Première étape de l’argumentation : que les scènes primitives soient réelles ou fantasmées ce qui importe c’est de les faire devenir conscientes et donc de ne rien changer à la technique analytique qui permet de les mettre à jour.
Nous poursuivons notre lecture de l’Homme aux loups, page 207. Je dois avouer que j’étais sur le point de déclarer forfait à l’idée de reprendre à nouveau tous les arguments que Freud avance dans sa discussion avec Jung et je l’ai même suspecté de tourner en rond à propos de cette question de la réalité ou non des scènes primitives mais de fait il n’en ai rien car Freud va user ici d’un subterfuge qui renouvelle radicalement l’approche de cette question. Il part en effet du point de vue de Jung : supposons nous dit-il que cet analysant pour fuir la réalité se soit réfugié dans cette activité fantasmatique régressive, cela ne changera pas grand-chose au travail de l’analyse, il faudra en effet le suivre dans l’analyse de ces fantasmes avant de lui faire reconnaître quelle en était la cause actuelle. De ce point de vue, on peut penser au travail que Freud a effectué avec l’Homme aux rats : il avait en effet retrouvé ce qui avait été la cause actuelle de sa névrose, le mariage d’argent que lui avait proposé sa mère, mariage qui répétait ainsi le mariage d’argent de ses parents, mariage qu’il avait remis en scène dans le transfert, avec la fille de Freud. Dans l’un de ses rêves, elle avait deux boules de crotte à la place des yeux : il l’avait en effet épousé non pas pour ses beaux yeux mais pour son argent.
Mais je reprends donc la démonstration de Freud qui a momentanément adopté la position de Jung : « Nous mettons donc en discussion la conception selon laquelle de telles scènes de la première enfance… ne sont pas les reproductions de faits réels… mais des formations fantasmatiques qui empruntent leur incitation au temps de la maturité… et qui doivent leur apparition à une tendance régressive, au fait de se détourner des taches du présent. »
Tout aussitôt il avance un pion efficace et va prendre Jung à son propre piège : « Si le névrosé a la mauvaise habitude de détourner son intérêt du présent et de l’attacher à de telles formations substitutives régressives de son imagination [Phantasie], on ne peut absolument rien faire d’autre que de le suivre dans ces voies et d’amener ses productions inconscientes à la conscience, car elles sont… d’une grande valeur pour nous comme porteurs et possesseurs actuels de l’intérêt que nous voulons rendre libre, pour le diriger sur les tâches du présent ? L’analyse devrait donc se dérouler exactement comme celle qui, dans une confiance naïve, tient ces fantasmes pour vrais. Ce n’est qu’à la fin de l’analyse, après la mise au jour de ces fantasmes, qu’interviendrait une différence. On dirait alors au malade : « Bon, votre névrose s’est déroulée comme si vous aviez reçu et élaboré de telles impressions dans vos années d’enfance. Vous voyez bien que ce n’est pas possible. C’étaient des produits de votre activité fantasmatique pour vous détourner de tâches réelles qui vous incombaient.
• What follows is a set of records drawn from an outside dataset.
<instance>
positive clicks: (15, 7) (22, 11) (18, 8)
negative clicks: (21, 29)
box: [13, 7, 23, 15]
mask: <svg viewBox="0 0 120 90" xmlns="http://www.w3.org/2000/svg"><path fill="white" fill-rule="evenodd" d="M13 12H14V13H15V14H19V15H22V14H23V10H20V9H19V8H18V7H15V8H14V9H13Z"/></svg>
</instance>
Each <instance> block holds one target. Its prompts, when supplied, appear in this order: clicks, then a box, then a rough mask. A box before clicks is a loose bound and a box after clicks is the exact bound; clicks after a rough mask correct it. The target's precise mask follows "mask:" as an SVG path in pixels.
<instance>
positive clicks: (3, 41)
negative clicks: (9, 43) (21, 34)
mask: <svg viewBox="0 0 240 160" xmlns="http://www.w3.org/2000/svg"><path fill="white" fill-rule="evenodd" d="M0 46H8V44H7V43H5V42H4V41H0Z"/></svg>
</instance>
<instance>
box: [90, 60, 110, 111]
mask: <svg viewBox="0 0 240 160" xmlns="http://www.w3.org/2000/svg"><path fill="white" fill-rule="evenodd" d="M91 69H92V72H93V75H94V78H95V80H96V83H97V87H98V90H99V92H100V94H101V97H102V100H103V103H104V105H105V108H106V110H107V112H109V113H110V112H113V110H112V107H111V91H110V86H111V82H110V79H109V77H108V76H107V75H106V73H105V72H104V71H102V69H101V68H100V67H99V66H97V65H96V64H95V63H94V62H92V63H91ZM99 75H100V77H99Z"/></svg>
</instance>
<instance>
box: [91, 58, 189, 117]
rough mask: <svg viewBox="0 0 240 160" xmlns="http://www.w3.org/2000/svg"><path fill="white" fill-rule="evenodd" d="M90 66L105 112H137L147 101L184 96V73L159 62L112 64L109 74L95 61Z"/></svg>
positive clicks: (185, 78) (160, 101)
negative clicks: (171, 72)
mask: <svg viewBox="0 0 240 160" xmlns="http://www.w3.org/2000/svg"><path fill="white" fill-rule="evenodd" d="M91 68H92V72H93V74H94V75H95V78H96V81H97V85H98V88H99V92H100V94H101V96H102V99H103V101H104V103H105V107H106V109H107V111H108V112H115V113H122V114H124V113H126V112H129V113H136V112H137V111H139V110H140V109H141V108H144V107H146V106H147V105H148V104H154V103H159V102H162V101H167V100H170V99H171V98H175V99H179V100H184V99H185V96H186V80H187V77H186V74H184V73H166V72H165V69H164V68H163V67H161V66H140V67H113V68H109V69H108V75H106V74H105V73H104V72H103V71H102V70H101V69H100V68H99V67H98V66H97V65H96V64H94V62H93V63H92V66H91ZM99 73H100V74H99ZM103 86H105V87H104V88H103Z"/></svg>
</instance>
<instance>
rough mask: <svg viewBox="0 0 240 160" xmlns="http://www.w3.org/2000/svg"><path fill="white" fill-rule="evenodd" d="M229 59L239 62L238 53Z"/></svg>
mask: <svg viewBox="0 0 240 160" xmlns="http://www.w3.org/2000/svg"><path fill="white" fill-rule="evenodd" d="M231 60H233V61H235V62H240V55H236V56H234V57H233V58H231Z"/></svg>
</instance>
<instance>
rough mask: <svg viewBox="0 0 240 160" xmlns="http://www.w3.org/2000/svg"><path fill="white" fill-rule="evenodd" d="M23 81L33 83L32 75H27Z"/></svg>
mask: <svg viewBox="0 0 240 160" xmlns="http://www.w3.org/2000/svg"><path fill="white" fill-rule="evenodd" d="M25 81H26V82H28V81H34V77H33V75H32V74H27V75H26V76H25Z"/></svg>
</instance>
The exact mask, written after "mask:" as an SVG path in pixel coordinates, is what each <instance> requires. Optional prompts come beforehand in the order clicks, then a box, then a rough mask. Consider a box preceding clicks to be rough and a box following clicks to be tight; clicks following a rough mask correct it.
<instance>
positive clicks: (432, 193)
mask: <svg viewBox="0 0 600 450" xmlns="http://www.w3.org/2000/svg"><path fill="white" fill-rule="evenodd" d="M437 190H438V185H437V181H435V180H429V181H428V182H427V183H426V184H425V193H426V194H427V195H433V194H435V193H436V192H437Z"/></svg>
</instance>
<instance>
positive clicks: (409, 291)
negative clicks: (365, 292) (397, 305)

Maintenant recherchons quels étaient ses tâches, et quelles connections ont existées entre elles et vos fantasmes. » Une seconde partie du traitement, tourné vers la vie réelle, pourrait commencer après cette élimination des fantasmes infantiles.
Un raccourcissement de ce chemin, donc une modification de la cure analytique pratiquée jusqu’ici, serait techniquement inadmissible. Si on ne rend pas ces fantasmes conscients au malade, dans toute leur étendue, on ne put lui donner la maîtrise de l’intérêt qui leur est lié. Si on le détourne d’eux, dès qu’on pressent leur existence et leurs contours généraux, on ne fait que renforcer l’œuvre du refoulement, par lequel ils sont devenus insaisissables pour tous les efforts du malade. Si on les lui dévalorise prématurément, par exemple en lui déclarant que ce ne sont que de fantasmes qui n’ont aucune importance réelle, on ne disposera jamais de sa collaboration pour les conduire à la conscience. La technique analytique devrait donc dans une procédure correcte ne connaître aucune modification, quelque soit la manière dont on évalue les scènes infantiles. »
En somme Freud essaie de convaincre Jung du fait que quelque soit l’approche théorique que l’on puisse faire de ces scènes primitives réellement vécues ou fantasmées, ce qui compte c’est qu’elles soient rendues conscientes et donc il convient de ne rien changer au moins à la technique analytique. Il essaie de sauver les meubles, quant à la technique de l’analyse, même si la théorie en est contestée. Nous en sommes au milieu de la page 208. Nous verrons où Freud s’engage ensuite dans tous les méandres de sa démonstration : je pense qu’il s’agit à nouveau de ce qu’il appelle « constructions en analyse ».